John Papaconstantinou, James A. Stewart, Jeffrey P. Rabek, Patrick R. McClintock, Edith Y. Wong

Research output: Contribution to journalArticlepeer-review

12 Scopus citations

Abstract

The dimethylsulfoxide (Me2SO)-mediated induction of hemoglobin synthesis in Friend erythroleukemia cells is inhibited by the glucocorticoids hydrocortisone, dexamethasone, and fluocinolone acetonide; hydrocortisone, at concentrations of 10-5 to 10-8 m inhibits by 90-30% and fluocinolone acetonide at concentrations of 10-8 to 10-11 m shows a greater than 90% inhibition. At these concentrations the hormones have no effect on cell growth or viability. In this study it has been shown that there is a group of proteins, including the a- and β-globins, whose regulation is associated with the induction of Friend erythroleukemia cell differentiation, and that the expression of some of these, in addition to α- and β-globin, is affected by glucocorticoids.
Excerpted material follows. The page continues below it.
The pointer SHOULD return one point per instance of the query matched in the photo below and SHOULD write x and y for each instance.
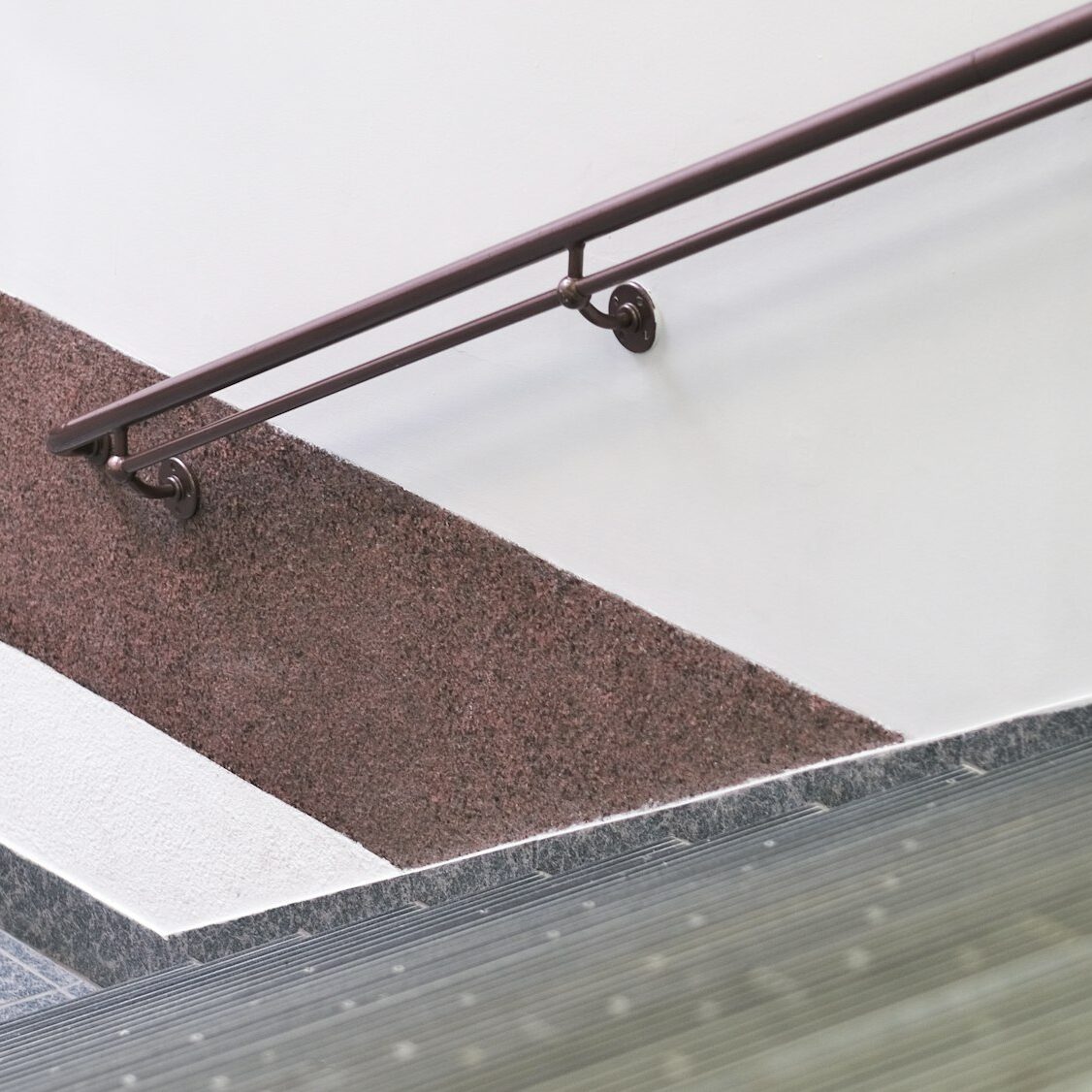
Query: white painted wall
(859, 453)
(165, 835)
The levels of α- and β-globin mRNAs are very close to fully induced levels and preclude transcription as a major site for glucocorticoid control. In addition, it has been shown that glucocorticoids inhibit the translation of α- and β-globin mRNAs, that the level of this inhibition is concentration dependent, and that the translation of β-globin mRNA is slightly more sensitive to inhibition than the translation of α-globin mRNA. It is concluded that, although the translation of α- and β-globin mRNA is a major site of inhibition by glucocorticoids, there is a detectable amount of α- and β-globin synthesized. Thus, part of this mechanism may involve a differential sensitivity of α- and β-globin mRNA translation which results in unequal amounts of globin synthesis and an overall more potent inhibition of hemoglobin formation.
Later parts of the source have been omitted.